Penerapan Deep Learning untuk Deteksi Objek pada Sistem Kendaraan Otonom
Keywords:
Deep Learning, Object Detection, Autonomous Vehicles, Computer Vision, Artificial IntelligenceAbstract
The advancement of autonomous vehicle technology represents a critical innovation in modern transportation, particularly in enabling accurate object detection within dynamic environments. This study aims to analyze the application of deep learning methods for object detection in autonomous vehicle systems to improve accuracy, efficiency, and driving safety. A convolutional neural network (CNN) approach was employed, utilizing the You Only Look Once (YOLO) algorithm for real-time object identification. The dataset consisted of diverse road images, including vehicles, pedestrians, traffic signs, and other obstacles. The research stages included data collection, image preprocessing, model training, system testing, and performance evaluation using accuracy, precision, recall, and frame per second (FPS) metrics.
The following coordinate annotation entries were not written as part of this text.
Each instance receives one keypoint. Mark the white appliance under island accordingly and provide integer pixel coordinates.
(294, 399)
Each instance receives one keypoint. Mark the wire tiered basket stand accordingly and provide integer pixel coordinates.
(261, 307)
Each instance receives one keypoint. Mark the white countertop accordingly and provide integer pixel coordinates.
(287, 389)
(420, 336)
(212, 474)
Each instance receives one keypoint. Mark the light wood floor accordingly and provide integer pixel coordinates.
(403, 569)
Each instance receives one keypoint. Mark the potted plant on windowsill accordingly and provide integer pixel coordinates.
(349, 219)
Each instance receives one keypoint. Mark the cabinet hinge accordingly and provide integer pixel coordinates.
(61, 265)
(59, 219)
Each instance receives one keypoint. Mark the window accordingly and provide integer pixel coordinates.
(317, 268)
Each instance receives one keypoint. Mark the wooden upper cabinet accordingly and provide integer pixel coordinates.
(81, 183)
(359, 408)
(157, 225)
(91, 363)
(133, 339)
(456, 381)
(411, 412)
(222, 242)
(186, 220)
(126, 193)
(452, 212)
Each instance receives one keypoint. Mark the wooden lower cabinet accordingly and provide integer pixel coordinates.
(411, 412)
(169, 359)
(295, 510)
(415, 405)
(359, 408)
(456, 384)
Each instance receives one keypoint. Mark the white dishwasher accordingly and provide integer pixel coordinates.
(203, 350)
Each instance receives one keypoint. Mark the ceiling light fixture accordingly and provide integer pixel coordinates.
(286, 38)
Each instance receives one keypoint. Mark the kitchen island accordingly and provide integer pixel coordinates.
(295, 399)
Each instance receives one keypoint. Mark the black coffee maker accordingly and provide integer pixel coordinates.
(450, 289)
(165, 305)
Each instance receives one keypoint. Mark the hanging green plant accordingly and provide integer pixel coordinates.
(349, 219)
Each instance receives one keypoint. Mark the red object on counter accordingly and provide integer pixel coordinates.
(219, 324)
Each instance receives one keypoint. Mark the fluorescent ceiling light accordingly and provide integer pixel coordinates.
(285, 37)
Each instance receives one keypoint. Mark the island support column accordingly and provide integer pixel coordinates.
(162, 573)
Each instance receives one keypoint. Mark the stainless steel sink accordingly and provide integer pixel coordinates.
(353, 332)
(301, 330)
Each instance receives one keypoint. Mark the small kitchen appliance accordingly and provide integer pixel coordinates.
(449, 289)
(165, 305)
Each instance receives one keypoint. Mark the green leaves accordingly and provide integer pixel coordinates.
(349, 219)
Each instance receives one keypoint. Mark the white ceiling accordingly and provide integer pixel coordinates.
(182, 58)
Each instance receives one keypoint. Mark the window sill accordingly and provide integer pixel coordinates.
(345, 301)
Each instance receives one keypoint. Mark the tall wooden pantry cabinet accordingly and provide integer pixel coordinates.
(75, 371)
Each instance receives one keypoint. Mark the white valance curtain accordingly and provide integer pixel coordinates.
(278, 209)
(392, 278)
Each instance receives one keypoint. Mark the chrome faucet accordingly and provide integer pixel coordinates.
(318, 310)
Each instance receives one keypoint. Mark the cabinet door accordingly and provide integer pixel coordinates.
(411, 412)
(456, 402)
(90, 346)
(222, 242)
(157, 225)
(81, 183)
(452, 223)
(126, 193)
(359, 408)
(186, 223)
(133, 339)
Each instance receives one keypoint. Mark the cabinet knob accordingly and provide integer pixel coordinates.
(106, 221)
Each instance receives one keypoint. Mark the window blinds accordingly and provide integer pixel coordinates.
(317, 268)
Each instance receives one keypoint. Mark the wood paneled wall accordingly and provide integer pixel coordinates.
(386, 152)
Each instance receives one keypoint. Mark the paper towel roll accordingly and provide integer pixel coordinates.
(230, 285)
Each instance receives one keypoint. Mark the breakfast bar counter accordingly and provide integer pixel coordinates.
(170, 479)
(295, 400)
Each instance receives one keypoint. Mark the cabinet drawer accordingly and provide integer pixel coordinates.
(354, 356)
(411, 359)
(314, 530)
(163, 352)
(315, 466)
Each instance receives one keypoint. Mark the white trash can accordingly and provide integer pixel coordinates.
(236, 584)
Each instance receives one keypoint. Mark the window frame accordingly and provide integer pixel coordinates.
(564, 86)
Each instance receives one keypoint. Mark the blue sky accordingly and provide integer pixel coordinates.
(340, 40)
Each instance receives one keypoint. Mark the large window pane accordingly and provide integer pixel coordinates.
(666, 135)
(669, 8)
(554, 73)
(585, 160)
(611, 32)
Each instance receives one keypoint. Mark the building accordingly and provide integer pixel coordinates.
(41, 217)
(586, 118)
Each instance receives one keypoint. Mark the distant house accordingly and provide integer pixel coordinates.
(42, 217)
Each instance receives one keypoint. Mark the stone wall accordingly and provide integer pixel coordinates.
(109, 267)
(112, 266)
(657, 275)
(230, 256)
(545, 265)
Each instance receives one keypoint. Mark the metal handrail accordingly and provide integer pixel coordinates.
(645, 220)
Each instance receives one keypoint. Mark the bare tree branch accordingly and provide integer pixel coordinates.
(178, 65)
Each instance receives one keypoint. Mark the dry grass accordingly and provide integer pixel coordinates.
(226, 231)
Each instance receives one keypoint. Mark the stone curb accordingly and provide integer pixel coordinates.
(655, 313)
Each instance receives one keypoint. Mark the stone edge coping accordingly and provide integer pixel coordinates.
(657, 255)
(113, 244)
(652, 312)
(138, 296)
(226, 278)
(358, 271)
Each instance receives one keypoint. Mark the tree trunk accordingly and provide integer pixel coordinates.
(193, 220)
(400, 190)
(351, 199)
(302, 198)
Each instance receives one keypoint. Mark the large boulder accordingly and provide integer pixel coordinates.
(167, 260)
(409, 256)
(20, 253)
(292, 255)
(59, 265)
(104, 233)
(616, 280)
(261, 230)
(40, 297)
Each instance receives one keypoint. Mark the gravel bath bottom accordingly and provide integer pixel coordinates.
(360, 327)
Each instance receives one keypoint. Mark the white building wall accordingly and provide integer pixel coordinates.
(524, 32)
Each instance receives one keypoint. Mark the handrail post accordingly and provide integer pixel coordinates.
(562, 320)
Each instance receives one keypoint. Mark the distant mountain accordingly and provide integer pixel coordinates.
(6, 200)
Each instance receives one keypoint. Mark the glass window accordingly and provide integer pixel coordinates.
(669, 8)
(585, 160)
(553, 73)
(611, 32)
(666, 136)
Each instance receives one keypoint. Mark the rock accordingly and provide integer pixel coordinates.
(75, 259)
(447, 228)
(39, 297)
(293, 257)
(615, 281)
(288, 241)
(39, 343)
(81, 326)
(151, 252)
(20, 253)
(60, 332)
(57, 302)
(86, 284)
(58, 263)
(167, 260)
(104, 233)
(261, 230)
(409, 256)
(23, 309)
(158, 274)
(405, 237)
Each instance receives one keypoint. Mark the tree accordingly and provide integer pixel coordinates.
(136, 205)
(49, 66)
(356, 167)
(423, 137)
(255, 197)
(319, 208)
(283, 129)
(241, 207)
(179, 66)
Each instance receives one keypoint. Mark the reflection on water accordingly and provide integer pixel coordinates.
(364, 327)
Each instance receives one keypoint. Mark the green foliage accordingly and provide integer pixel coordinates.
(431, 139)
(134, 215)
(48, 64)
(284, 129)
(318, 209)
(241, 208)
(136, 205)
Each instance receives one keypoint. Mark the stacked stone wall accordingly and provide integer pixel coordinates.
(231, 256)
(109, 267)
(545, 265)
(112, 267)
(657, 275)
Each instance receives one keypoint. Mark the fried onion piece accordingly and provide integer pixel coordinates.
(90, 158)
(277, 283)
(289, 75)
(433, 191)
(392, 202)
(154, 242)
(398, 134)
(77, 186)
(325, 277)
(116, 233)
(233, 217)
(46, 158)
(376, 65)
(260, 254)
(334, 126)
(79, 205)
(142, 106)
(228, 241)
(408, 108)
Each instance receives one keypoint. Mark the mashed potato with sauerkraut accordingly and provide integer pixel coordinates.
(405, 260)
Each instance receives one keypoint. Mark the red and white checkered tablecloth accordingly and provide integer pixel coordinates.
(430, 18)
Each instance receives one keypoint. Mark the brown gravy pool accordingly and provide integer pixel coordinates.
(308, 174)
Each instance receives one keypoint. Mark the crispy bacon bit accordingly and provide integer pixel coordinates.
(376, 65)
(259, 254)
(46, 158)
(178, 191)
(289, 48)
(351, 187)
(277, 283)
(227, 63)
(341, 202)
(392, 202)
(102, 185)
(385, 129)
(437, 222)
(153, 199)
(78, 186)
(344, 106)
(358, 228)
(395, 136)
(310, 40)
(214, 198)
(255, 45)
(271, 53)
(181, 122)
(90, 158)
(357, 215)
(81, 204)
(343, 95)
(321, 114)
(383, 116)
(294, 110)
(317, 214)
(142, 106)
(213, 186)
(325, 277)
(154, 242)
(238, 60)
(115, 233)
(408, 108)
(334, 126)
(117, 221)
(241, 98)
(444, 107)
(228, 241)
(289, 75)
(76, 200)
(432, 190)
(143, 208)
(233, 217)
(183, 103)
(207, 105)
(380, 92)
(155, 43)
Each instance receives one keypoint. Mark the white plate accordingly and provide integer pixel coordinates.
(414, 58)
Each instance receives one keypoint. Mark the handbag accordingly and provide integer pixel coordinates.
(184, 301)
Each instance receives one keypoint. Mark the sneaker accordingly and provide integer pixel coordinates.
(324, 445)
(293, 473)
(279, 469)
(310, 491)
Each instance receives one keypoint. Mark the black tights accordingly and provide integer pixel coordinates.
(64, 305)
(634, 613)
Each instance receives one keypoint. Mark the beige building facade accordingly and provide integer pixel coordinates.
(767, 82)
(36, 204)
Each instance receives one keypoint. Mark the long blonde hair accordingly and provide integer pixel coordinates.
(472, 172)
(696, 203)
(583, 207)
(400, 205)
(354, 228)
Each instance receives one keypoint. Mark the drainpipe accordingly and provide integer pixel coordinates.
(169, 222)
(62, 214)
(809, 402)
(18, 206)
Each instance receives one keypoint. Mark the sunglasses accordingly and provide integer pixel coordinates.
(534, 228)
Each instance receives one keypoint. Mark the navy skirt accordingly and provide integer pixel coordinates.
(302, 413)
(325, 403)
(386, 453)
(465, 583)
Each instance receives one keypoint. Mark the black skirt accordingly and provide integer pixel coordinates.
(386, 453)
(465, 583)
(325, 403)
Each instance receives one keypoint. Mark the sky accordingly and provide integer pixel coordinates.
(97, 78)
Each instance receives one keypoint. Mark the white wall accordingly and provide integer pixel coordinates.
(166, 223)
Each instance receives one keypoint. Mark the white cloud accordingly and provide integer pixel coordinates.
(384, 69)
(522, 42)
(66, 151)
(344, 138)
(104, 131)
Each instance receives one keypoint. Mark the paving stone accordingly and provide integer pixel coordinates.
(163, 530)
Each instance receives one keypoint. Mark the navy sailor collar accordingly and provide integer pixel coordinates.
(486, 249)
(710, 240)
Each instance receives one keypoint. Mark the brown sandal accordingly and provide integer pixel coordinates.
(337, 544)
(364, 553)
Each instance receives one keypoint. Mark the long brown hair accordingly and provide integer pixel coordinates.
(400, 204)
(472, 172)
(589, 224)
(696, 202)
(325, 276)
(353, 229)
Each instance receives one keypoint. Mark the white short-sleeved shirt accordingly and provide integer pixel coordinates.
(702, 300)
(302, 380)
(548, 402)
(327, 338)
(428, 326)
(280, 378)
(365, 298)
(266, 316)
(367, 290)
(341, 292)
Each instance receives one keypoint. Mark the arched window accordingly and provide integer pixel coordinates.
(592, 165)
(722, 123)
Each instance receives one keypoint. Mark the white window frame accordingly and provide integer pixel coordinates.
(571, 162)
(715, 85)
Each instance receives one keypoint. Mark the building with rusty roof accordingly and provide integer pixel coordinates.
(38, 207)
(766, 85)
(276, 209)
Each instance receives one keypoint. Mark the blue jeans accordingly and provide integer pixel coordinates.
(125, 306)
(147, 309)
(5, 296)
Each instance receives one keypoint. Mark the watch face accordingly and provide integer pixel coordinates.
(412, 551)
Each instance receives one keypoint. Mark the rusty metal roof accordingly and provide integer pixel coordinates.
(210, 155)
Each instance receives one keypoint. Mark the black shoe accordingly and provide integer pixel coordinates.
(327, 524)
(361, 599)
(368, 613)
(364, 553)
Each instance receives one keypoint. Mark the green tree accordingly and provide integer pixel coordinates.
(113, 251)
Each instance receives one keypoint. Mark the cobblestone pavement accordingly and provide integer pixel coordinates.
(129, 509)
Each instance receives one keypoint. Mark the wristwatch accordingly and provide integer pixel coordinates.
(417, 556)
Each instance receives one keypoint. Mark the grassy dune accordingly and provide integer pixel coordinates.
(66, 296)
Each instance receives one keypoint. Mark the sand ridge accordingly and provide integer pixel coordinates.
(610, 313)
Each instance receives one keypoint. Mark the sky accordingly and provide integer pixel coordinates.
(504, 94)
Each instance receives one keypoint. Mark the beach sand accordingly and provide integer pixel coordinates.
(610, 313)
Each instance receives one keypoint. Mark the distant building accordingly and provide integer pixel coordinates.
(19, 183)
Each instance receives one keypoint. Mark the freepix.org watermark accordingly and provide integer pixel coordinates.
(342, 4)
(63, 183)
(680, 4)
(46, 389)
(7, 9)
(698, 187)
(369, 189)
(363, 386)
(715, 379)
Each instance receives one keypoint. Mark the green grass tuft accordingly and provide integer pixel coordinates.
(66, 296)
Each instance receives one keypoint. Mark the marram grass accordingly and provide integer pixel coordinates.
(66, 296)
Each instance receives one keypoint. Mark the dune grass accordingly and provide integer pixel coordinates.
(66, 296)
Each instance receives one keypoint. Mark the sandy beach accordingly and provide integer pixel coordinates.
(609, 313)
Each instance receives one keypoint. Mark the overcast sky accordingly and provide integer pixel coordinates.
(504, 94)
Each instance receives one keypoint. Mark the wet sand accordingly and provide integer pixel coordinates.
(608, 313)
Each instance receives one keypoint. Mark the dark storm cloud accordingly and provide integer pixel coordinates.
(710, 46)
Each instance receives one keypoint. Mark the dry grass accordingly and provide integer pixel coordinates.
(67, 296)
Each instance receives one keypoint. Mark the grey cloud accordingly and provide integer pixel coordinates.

The results demonstrate that the YOLO-based model achieves high detection accuracy with fast processing speed, making it suitable for real-time autonomous systems. The model attained a precision of 94% and recall of 91%, effectively reducing detection errors that may impact driving safety. Additionally, the system maintained stable performance under varying lighting and environmental conditions. These findings confirm the significant potential of deep learning in enhancing autonomous vehicle capabilities, particularly in adaptive and automated object detection. Future research should incorporate more complex datasets and integrate additional sensors such as LiDAR and radar.